Le dessinateur face à la nature

Musée du Louvre, Paris

Exposition du 21-04-2011 au 18-07-2011




Le Louvre présente une exposition consacrée à Claude le Lorrain. Croquis sur le vif, dessins préparatoires, grandes compositions de paysages à caractère religieux ou mythologique témoignent de l'oeuvre de ce peintre, dessinateur et graveur, reconnu comme l'un des plus grands maîtres du paysage. Sa vision poétique du paysage "classique" a fixé une norme pour ses nombreux imitateurs, non seulement en Europe mais aussi aux États-Unis.

Près de 30 ans après la dernière rétrospective organisée au Grand Palais, le musée du Louvre et le musée Teyler de Haarlem organisent ensemble une exposition rassemblant une centaine d’oeuvres - dont 80 dessins et une douzaine de chefs-d’oeuvre de la peinture - de Claude Gellée dit le Lorrain. Centrée sur son oeuvre dessiné, cette exposition réunit en effet deux collections d’art graphique qui se complètent à merveille et constituent une évocation très riche des cinquante années de la carrière de l’artiste. Peintre, dessinateur et graveur, Claude Gellée est reconnu de son vivant comme l’un des grands maîtres du paysage et son influence a été immense, jusqu’au début de l’impressionnisme et même au-delà. Sa vision sereine et intensément poétique du paysage « classique » conjugue la grandeur idéale d’un monde antique, rêvé, avec les impressions d’une nature saisie sur le vif. Claude Gellée a parfait ce genre en y apportant son don pour une peinture fine, lisse et extrêmement raffinée, et surtout une sensibilité extraordinaire pour les effets de lumière et les phénomènes de la nature.

claude le lorrain
Claude Gellée, dit le Lorrain (v.1604-1682), "Dessinateur devant la grotte de Neptune à Tivoli", Haarlem, musée Teyler, L 22 © Haarlem, Teylers Museum

Le musée Teyler conserve une série d’environ soixante-quinze dessins de l’artiste dont la majorité n’a été que rarement exposée. Ce fonds considérable est très riche en études faites dans la nature, aux environs de Rome, lors des premières décennies de l’activité de Claude Gellée. Outre les études de paysage, il rassemble des scènes historiques et religieuses, des vues topographiques, ainsi que des études de la figure humaine et d’animaux. On y trouve des feuilles d’une beauté et d’une vérité éclatantes. Dans certains cas, l’utilisation du lavis, alliée à une mise en page souvent inattendue, crée des effets quasiment abstraits.

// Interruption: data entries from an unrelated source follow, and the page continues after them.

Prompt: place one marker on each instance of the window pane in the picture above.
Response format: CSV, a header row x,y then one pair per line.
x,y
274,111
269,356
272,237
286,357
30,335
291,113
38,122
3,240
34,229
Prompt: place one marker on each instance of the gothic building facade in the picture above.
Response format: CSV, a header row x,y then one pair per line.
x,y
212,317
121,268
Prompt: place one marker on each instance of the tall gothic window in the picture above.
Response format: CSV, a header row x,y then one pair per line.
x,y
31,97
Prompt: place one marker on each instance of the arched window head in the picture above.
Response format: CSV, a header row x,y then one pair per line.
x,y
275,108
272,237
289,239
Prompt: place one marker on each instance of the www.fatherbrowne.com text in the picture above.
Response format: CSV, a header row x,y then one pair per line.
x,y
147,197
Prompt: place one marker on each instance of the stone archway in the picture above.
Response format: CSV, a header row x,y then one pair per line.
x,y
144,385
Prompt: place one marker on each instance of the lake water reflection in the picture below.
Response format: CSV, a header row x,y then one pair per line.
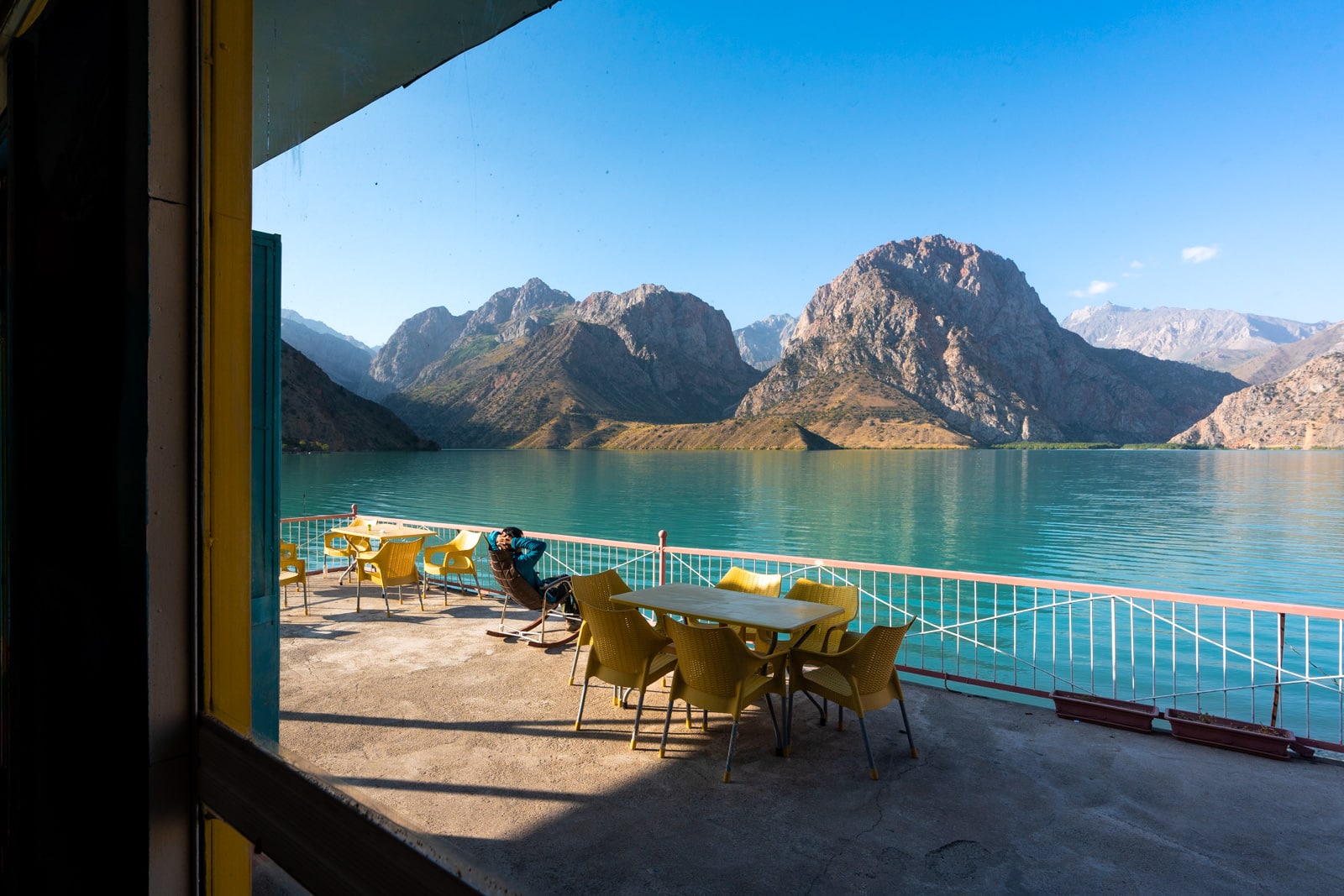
x,y
1243,524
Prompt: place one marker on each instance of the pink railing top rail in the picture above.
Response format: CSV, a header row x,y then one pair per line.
x,y
889,569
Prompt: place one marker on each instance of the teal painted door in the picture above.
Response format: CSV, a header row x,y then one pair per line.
x,y
265,479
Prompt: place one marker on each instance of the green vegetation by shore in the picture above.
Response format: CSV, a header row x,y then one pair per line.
x,y
1074,446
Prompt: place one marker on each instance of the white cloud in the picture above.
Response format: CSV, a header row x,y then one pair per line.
x,y
1095,288
1198,254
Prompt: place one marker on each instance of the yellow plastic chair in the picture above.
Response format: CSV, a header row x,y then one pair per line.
x,y
595,590
292,571
454,558
748,582
344,547
391,564
827,634
860,676
622,652
717,672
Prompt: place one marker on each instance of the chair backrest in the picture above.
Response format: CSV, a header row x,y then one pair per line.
x,y
463,543
511,580
835,595
597,589
712,661
396,559
464,540
622,638
874,653
748,582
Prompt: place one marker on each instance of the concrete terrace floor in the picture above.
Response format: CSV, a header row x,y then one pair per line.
x,y
470,741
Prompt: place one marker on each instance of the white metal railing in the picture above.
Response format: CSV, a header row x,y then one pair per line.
x,y
1276,664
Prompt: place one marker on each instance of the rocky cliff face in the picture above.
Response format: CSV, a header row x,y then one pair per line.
x,y
685,347
761,344
517,311
1214,338
648,355
434,340
342,359
958,331
418,342
1283,360
315,410
1301,410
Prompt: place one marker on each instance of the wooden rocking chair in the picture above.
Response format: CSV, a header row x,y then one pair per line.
x,y
519,590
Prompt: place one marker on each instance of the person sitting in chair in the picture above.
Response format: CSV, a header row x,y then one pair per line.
x,y
528,553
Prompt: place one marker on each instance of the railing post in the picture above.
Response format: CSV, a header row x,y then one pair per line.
x,y
663,555
1278,671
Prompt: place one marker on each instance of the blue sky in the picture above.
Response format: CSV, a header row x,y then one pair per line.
x,y
1144,154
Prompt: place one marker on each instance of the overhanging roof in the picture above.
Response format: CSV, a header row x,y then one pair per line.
x,y
316,62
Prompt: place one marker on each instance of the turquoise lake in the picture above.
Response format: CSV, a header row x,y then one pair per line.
x,y
1245,524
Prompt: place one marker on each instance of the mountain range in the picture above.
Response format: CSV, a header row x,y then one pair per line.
x,y
1220,340
920,343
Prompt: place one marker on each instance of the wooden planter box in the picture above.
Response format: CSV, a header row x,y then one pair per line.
x,y
1104,711
1230,734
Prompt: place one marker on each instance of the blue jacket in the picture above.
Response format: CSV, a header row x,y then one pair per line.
x,y
528,553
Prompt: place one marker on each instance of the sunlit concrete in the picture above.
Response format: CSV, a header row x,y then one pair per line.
x,y
470,741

La cinquantaine de dessins du Lorrain présente dans les collections du musée du Louvre se distingue de ceux du musée Teyler par des compositions plus abouties datant de la maturité de l’artiste. Le Cabinet des Dessins possède des ébauches ainsi que des feuilles méticuleusement dessinées, assimilables à des oeuvres à part entière. En complément, la Collection Edmond de Rothschild, conservée au département des Arts graphiques, compte quelques dessins du Lorrain ainsi que de très belles épreuves de ses estampes. Le fonds du Louvre est ainsi représentatif des différents genres pratiqués par l’artiste. Une douzaine d’importants tableaux du maître, prêtés par des musées français et étrangers, complète l’exposition, permettant de mieux cerner le rôle joué par l’étude dessinée dans l’oeuvre peint du Lorrain et surtout d’apprécier l’immense talent du peintre.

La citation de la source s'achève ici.